Iedereen heeft wel een plekje in zijn hart of hoofd dat Antarctica heet. Een eenzaam, kwetsbaar oord waar stilte en bezinning heerst. Het zuidelijke oercontinent heeft een magische bijklank. Kunstenaars zoeken er inspiratie. Soms door er ter plekke beeld en geluid vast te leggen, anderen zien het meer als een denkbeeldig Shangri-La in het ijs.
De Australische componist Mary Finsterer is gefascineerd door de zuidpool. Haar tweede opera Antarctica is een ode aan dit bedreigde continent. Als een schouwtoneel waar mythes, historie en wetenschap samenkomen. ‘Antarctica verovert zo’n prominente plek in ons bewustzijn. Een oord dat desolaat, afgelegen, weids is. Je hebt het gevoel dat taal of geschiedenis er niet van belang zijn. Antarctica verleidt je op zoek te gaan naar het eeuwige. We zijn meer dan alleen vlees en bloed.
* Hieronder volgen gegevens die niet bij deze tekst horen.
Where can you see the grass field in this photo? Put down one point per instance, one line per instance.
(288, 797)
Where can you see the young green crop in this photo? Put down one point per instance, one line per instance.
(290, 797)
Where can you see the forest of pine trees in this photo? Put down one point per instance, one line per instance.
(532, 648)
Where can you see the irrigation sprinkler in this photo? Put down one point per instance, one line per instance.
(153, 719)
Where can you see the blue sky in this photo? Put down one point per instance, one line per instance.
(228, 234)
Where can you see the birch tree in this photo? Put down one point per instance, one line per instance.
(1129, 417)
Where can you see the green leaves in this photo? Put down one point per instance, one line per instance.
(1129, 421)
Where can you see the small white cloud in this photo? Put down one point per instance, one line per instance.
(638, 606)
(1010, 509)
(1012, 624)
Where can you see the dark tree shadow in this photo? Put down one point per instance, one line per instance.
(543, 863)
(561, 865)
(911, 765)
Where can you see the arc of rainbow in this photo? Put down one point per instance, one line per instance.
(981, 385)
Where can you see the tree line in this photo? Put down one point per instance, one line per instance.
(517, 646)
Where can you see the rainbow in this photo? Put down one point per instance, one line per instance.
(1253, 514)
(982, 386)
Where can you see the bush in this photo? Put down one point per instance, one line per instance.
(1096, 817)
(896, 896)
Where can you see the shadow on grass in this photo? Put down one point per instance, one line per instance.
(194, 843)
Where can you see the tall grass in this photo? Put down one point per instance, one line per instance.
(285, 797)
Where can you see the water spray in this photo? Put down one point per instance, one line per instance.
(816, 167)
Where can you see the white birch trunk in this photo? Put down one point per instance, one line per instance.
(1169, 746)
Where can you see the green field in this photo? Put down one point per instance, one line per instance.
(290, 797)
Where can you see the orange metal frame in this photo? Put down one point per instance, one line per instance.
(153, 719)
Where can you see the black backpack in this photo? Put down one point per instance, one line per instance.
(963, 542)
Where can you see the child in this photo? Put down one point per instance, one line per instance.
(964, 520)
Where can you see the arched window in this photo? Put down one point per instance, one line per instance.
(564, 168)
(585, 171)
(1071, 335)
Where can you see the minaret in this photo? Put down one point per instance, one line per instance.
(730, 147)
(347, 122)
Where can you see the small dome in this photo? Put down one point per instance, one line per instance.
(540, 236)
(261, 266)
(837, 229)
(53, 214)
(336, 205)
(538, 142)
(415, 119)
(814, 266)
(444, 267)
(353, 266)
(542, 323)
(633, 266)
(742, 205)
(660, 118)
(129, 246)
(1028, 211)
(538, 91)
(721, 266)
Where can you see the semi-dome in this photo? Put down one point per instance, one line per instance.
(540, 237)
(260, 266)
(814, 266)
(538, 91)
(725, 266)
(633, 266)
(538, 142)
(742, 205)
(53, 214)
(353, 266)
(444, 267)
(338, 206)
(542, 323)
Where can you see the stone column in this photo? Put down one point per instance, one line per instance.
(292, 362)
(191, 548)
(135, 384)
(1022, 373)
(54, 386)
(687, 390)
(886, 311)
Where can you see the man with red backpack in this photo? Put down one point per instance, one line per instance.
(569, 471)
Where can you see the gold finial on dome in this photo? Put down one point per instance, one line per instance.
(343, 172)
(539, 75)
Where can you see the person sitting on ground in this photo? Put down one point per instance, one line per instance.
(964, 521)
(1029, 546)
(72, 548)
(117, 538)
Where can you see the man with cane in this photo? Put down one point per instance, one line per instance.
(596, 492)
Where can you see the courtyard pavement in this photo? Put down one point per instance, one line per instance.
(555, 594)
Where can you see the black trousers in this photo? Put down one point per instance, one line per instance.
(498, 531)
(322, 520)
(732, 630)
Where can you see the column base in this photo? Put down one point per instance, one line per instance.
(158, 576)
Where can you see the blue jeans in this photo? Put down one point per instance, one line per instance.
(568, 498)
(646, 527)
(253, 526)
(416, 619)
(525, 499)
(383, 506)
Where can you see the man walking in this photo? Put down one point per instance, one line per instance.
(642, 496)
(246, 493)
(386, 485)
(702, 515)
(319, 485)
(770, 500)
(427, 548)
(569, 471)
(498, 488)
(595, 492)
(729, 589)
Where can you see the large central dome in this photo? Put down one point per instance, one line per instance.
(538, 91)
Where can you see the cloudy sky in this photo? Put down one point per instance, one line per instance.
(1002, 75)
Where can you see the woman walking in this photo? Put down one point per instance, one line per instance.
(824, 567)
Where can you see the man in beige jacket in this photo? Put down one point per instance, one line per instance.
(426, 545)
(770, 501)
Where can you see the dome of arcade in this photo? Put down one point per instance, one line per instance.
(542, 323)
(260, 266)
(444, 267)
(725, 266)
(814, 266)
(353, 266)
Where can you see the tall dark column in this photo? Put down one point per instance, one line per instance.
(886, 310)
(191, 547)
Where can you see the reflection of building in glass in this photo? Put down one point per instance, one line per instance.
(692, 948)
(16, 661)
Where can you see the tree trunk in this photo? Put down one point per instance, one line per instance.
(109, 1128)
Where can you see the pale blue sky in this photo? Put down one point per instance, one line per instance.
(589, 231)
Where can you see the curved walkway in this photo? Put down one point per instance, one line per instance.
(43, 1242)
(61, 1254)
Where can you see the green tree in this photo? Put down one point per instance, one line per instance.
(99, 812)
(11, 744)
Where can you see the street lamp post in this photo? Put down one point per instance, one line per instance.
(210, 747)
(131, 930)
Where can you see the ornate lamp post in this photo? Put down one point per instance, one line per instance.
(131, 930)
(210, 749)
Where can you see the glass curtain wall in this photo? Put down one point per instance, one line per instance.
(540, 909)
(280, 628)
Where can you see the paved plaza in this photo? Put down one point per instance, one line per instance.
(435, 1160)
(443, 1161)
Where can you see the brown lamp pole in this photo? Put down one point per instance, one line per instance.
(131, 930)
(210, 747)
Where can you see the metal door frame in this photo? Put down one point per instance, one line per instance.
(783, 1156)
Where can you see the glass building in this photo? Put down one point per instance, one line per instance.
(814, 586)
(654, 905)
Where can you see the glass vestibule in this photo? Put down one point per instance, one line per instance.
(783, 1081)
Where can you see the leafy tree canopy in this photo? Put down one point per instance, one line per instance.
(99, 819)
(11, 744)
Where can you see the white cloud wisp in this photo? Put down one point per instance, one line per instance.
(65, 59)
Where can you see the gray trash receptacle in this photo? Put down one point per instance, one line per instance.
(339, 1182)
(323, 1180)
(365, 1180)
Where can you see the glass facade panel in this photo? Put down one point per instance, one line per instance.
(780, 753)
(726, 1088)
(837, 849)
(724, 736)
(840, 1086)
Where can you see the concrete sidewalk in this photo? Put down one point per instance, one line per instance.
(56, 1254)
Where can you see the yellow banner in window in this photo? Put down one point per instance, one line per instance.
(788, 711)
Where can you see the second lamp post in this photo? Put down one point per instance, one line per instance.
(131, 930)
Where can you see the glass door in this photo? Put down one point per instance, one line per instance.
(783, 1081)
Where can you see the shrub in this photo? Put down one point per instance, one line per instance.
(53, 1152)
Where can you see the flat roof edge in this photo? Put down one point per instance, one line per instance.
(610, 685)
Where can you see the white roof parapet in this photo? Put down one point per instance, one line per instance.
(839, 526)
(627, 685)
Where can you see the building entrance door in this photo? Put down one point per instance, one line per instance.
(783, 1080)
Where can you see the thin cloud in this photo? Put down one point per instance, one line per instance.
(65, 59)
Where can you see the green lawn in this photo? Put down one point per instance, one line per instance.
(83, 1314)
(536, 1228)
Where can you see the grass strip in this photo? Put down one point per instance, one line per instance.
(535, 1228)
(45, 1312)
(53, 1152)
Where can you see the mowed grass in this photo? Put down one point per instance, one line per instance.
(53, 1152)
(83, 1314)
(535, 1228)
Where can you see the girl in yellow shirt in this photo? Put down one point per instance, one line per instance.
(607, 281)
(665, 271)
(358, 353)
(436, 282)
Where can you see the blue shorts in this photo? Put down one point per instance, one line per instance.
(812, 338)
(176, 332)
Verbeelding is de sleutel en diep in je eigen innerlijk ga je op zoek naar antwoorden,’ vertelt Finsterer aan de telefoon vanuit Melbourne.
Dat Antarctica tijdens het Holland Festival in wereldpremière gaat is niet helemaal toevallig. Mary Finsterer (59) heeft een sterke band met Nederland. In de jaren negentig studeerde ze bij Louis Andriessen in Den Haag. Finsterers vroegere composities waren nog verpakt in een een tikkeltje complexe, modernistische klanktaal. Sinds de eeuwwisseling heeft haar werk een meer spirituele draai gemaakt. Meeslepende, sensitieve muziek waarin invloeden uit de renaissancemuziek, het postminimalisme en het serialisme zijn te ontwaren. Een verbeeldingsrijk klankidioom dat zich goed leent voor opera’s en zelfs filmsoundtracks.